Wie klappt es mit der Anerkennung der Berufsabschlüsse?

Becker Was recht gut läuft, ist die Anerkennung durch die Kammern, allerdings ist die Zahl der Anerkennungen nicht sehr hoch. Sehr schwierig ist die Anerkennung von Berufsabschlüssen wie Altenpfleger. Das kann einen langsam in den Wahnsinn treiben. Selbst in Modellprojekten, in denen wir Altenpfleger aus dem Ausland anwerben, benötigen wir mindestens ein halbes Jahr, bis die Anerkennung durch ist. Es würde die Lage erheblich erleichtern, wenn in Deutschland endlich die drei Berufsausbildungen von Gesundheits- und Krankenpflegern, von Alten- sowie Kinderkrankenpflegern zusammengelegt würden.

Wie reagieren die Arbeitgeber auf die Flüchtlinge?

Becker Die Arbeitgeber sind immer öfter bereit, Flüchtlinge anzustellen, wenn der Aufenthaltsstatus geklärt und sicher ist. Es ist gut, dass wir die Sicherheit des Aufenthaltsstatus für junge Menschen in Ausbildung nun geregelt haben. In unserer Vermittlung konzentrieren wir uns auf die Menschen, die eine hohe Bleiberechtsperspektive haben.

Die Krankenhausreform sieht vor, dass mehr Pflegepersonal eingestellt wird. Gibt es genug Fachkräfte?

Becker Wir haben bundesweit einen eklatanten Mangel in der Altenpflege und in der Mehrheit der Bundesländer auch einen Mangel an Krankenpflegern. In der Altenpflege kommen auf 100 gemeldete Stellen nur 36 Arbeitslose. In der Krankenpflege sind es 73 Arbeitslose auf 100 Stellen.

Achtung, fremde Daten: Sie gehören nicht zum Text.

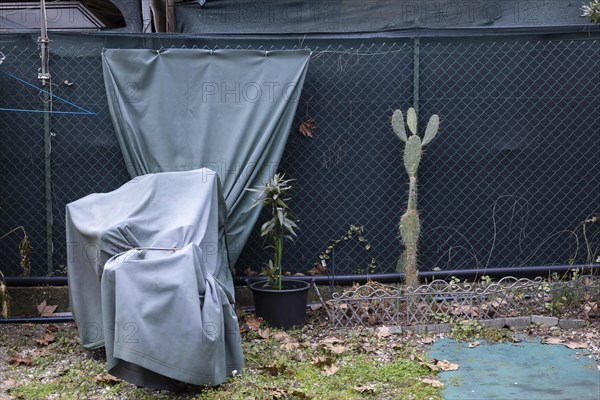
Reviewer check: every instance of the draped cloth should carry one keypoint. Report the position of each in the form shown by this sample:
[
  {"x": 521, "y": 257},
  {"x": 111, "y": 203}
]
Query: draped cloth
[{"x": 149, "y": 279}]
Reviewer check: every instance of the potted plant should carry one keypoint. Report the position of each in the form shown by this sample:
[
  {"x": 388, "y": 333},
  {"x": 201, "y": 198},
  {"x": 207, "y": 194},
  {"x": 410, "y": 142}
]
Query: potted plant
[{"x": 280, "y": 301}]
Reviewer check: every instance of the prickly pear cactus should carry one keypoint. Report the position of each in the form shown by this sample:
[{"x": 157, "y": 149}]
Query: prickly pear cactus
[{"x": 410, "y": 226}]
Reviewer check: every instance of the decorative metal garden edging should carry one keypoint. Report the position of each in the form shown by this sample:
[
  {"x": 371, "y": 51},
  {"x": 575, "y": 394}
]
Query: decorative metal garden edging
[
  {"x": 370, "y": 304},
  {"x": 446, "y": 302}
]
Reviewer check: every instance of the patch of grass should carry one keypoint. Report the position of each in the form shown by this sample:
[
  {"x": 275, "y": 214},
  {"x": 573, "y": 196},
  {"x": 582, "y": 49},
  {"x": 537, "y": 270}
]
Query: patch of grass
[
  {"x": 301, "y": 364},
  {"x": 467, "y": 330},
  {"x": 273, "y": 372}
]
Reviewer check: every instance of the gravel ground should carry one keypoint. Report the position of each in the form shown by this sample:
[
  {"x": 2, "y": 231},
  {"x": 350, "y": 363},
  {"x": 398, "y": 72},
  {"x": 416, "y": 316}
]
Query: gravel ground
[{"x": 49, "y": 353}]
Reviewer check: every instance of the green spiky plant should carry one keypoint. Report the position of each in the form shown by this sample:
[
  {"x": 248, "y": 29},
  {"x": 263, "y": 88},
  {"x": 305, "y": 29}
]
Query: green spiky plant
[
  {"x": 275, "y": 196},
  {"x": 410, "y": 226}
]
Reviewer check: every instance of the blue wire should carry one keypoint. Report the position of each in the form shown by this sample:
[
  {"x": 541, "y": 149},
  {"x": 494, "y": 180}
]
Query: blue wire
[{"x": 84, "y": 111}]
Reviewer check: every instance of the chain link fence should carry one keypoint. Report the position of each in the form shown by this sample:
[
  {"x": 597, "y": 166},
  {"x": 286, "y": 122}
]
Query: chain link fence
[{"x": 510, "y": 180}]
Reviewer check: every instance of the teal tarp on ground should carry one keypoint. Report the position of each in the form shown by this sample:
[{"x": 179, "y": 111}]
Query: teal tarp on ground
[
  {"x": 227, "y": 110},
  {"x": 517, "y": 371}
]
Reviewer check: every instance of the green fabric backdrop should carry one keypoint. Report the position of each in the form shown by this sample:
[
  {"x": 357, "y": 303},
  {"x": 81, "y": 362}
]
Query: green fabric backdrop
[{"x": 227, "y": 110}]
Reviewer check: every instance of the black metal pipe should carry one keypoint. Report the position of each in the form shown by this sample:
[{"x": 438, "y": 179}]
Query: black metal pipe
[
  {"x": 39, "y": 320},
  {"x": 517, "y": 272},
  {"x": 36, "y": 280}
]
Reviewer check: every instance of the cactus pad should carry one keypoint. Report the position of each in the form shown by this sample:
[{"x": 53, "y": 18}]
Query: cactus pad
[
  {"x": 412, "y": 155},
  {"x": 432, "y": 128},
  {"x": 398, "y": 125},
  {"x": 410, "y": 228},
  {"x": 411, "y": 120}
]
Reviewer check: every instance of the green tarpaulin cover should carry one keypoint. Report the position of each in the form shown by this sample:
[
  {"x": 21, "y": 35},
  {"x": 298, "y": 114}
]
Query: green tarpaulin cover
[{"x": 226, "y": 110}]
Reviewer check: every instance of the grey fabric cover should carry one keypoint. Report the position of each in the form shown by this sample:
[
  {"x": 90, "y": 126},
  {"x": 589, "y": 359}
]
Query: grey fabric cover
[
  {"x": 227, "y": 110},
  {"x": 165, "y": 312},
  {"x": 158, "y": 309}
]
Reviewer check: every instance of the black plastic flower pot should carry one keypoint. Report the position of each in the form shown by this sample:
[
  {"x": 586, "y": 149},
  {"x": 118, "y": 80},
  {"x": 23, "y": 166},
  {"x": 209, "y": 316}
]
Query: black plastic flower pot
[{"x": 285, "y": 308}]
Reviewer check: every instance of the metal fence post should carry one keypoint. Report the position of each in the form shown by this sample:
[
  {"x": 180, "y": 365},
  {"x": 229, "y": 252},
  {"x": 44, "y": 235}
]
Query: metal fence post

Was unternehmen Sie gegen den Mangel?

Becker Wir haben in den letzten Jahren 5000 bis 7000 Altenpfleger pro Jahr qualifiziert. Das Problem ist, dass die Fachkräfte oft nicht sehr lang in ihrem Beruf bleiben, weil wegen des Personalmangels und der hohen Dokumentationspflichten die Arbeitsbelastung enorm hoch ist, während die Bezahlung relativ geringe Anreize liefert.